To address the above conditions, we use a techniqe called [t-distributed stochastic neighbour embedding or t-SNE](https://en.wikipedia.org/wiki/T-distributed_stochastic_neighbor_embedding). The algorithm attempts to take high dimensional data sets and represents them in two dimensions so that objects that are similar are represented by nearby points and objects that are dissimilar are represented by distant points with high probability.<br><br>
For our implementation, we chose the [TSNE algorithm](https://scikit-learn.org/stable/modules/generated/sklearn.manifold.TSNE.html) from the sklearn.manifold library. The below code block creates two arrays, the first one is called "labels" and it stores each word occurring in our vocabulary. The second array "tokens" stores the high dimensional vector representations of each word in the vocabulary. This second array is passed to the t-SNE algorithm to get a two dimensional representation of the coordinates computed by the t-SNE algorithm.

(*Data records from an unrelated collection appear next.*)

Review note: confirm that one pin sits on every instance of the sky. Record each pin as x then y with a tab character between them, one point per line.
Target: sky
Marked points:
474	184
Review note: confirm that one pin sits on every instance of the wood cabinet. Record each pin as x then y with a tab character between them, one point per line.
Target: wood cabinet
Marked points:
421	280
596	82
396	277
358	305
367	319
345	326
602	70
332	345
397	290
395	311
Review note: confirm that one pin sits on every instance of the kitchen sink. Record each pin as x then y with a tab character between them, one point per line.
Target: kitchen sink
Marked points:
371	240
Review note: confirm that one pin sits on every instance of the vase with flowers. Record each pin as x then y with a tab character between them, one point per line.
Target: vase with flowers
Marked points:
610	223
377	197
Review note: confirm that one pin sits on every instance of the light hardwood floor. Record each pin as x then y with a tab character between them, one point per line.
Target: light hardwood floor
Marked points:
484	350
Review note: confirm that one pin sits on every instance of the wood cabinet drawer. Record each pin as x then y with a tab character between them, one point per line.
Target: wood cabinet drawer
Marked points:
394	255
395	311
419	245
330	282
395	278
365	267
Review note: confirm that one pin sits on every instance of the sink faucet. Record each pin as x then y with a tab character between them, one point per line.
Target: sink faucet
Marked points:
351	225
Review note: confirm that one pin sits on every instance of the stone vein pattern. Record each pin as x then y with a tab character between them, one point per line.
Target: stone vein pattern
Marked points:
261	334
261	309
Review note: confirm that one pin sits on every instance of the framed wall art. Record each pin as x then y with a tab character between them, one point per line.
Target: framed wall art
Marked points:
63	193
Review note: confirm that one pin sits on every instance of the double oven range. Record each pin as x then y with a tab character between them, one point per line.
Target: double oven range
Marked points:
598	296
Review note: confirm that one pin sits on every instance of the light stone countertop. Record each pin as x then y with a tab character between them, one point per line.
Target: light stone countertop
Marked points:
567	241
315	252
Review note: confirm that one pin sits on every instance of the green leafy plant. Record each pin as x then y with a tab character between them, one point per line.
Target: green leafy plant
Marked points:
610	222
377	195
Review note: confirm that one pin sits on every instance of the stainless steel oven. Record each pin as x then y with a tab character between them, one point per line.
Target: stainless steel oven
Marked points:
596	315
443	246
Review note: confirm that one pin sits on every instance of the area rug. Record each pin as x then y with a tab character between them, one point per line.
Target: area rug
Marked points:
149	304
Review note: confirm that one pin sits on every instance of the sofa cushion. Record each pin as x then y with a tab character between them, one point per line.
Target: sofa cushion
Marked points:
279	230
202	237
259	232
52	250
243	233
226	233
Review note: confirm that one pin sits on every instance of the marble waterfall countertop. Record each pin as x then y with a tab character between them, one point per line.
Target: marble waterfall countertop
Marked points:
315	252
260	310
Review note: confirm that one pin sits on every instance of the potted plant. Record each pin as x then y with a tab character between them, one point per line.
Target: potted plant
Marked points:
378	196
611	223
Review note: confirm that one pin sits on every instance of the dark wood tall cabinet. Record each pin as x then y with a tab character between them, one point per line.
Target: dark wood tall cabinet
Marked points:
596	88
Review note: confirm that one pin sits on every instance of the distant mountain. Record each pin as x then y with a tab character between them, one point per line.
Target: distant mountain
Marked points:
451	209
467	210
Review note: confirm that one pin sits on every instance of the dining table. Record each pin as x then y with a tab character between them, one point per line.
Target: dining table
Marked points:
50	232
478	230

This is stored into two arrays x and y. Finally, the code generates a scatter plot for (x,y) pairs with labels stored in the "labels" array.<br><br>
For the purposes of our visualization, we will take **100 words** from our vocabulary and visulize them in a scatter plot.

In [None]:
labels = []
tokens = []
i=1

for word in word_vec.wv.vocab:
        tokens.append(word_vec[word])
        labels.append(word)
        i += 1 
        if i==100:
            break
        
    
tsne_model = TSNE(perplexity=10, n_components=2, init='pca', n_iter=500, random_state=10)
new_values = tsne_model.fit_transform(tokens)

x = []
y = []
for value in new_values:
    x.append(value[0])
    y.append(value[1])

plt.figure(figsize=(20, 20)) 
for i in range(len(x)):
    plt.scatter(x[i],y[i])
    plt.annotate(labels[i],
                 xy=(x[i], y[i]),
                 xytext=(5, 2),
                 textcoords='offset points',
                 ha='right',
                 va='bottom',
                fontsize=15)
plt.show()

### Understanding the T-SNE Plot
As described above, the plot provides a visual representation of the adverse reactions of drugs in a 2 dimensional space. The closer the terms are to each other, the more related they are. This allows you to see how the vocabulary is distributed overall. Lets zoom in to the plot and example some terms.

Screen Shot 2019-11-21 at 3.34.45 PM![](images/download2.png)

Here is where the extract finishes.